Tuesday, October 7, 2008

Frodassic Park

Dinosaurs have long been a sticking point for creationists ever since they entered stage left in the 19th Century and started taking Victorian logic for a joy ride. It’s been wildly entertaining watching Christians pour through the Bible ever since, trying to account for how these petrified skeletons could have ended up on Earth when, as everyone knows, the planet is no more than 10,000 years old.

Here is a selection of a few favorite chestnuts:

  • Since God created every creature on the 6th day, He must have created Dinosaurs that day too. He was just a little preoccupied when he wrote it all down later and neglected to tell anyone about it.
  • Before Adam & Eve’s little transgression, all animals were vegetarian and none died, making the choice of claws and sharp, pointy teeth purely an aesthetic one.
  • Two of every kind of dinosaur found their way onto Noah’s Ark, having presumably discovered a way to improve the vessel’s buoyancy first.
  • Having survived the flood, they sort of just, well, died out, in a manner much more precise and conclusive than that suggested by evolutionists. One possible candidate behind the extinction is hunting by man, despite the fact that the latter had just been decimated by unseasonal floodtides too, and presumably wouldn’t have risked the survival of their own species by hunting creatures with 12 inch-long teeth.

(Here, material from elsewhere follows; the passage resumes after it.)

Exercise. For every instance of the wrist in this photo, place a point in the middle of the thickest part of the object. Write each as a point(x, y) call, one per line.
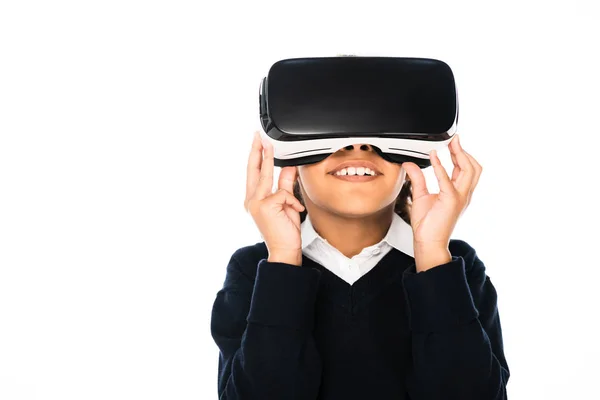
point(427, 258)
point(293, 258)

Feel free to check the accuracy of these summations at answersingenesis.org. Incidentally, if all the answers are in Genesis, presumably that makes the rest of the Bible redundant.

Frodology does not take this route. We do not attempt to squeeze a whole epoch of capricious, prickly reptiles into the pages of a book where they have no wish to be. It would be like trying to make a monkey wear a hat that’s too small. As nice as it might look, it just wouldn’t fit. The fact is that Frodo spent his time on Earth with some pretty crazy looking creatures, but we can’t conscionably call any of them dinosaurs.

Instead, what Frodologist scientists have realized is that dinosaurs are actually totally fake. Indeed, early classifiers must have agreed, as ‘dinosaur’ is Latin for ‘just a pile of bones’. Their sudden appearance in skeletal form in the 1820s seems just a little transparent. Have you ever noticed how the combination of an alligator, a giraffe, a rhino, and something with a really long tail looks kind of like a dinosaur?


Looks kind of like a dinosaur


Paleontology isn’t even a genuine discipline, as it was invented by Joseph Smith in the middle of the 19th Century following the issue of a warrant for his arrest for fraud. At that juncture in his life, Smith was between cons and beginning to despair of ever parting thousands of gullible people from their cash. He initially coined the word ‘paleontology’ to cash in on the dinosaur craze, but later abandoned it to focus on starting Mormonism, as even he felt that the deceit was a little insidious.

But no one can get away with such an ambitious hoax indefinitely. In the end, it was the Victorian appetite for the ridiculous that gave the game away to our team of scientists. In an era where all walks of life readily swallowed ideas as preposterous as cure-all elixirs, Dracula, socialism and penicillin, is it any surprise that dinosaurs were readily accepted as plausible? Of course all of those ideas are totally preposterous by modern standards, dinosaurs included. Even the names are a bit loopy. Stegosaurus? Sounds like a plastic toy. Velociraptor? Yeah, it's fast, we get it. The same goes for the megalosaurus, tyrannosaurus, and thesaurus. If those wily tricksters had set the bar of credulity just a little lower, we might still count ourselves amongst the duped.

I just thought you should know.

1 comment:

Anonymous said...

Velociraptor is actually the French, 'en anglais' we know them as bicycleraptors.

Joseph Smith sure was a busy ball of fire, eh? Just think if he'd had televisions with which to evangelise - Utah would be its own country.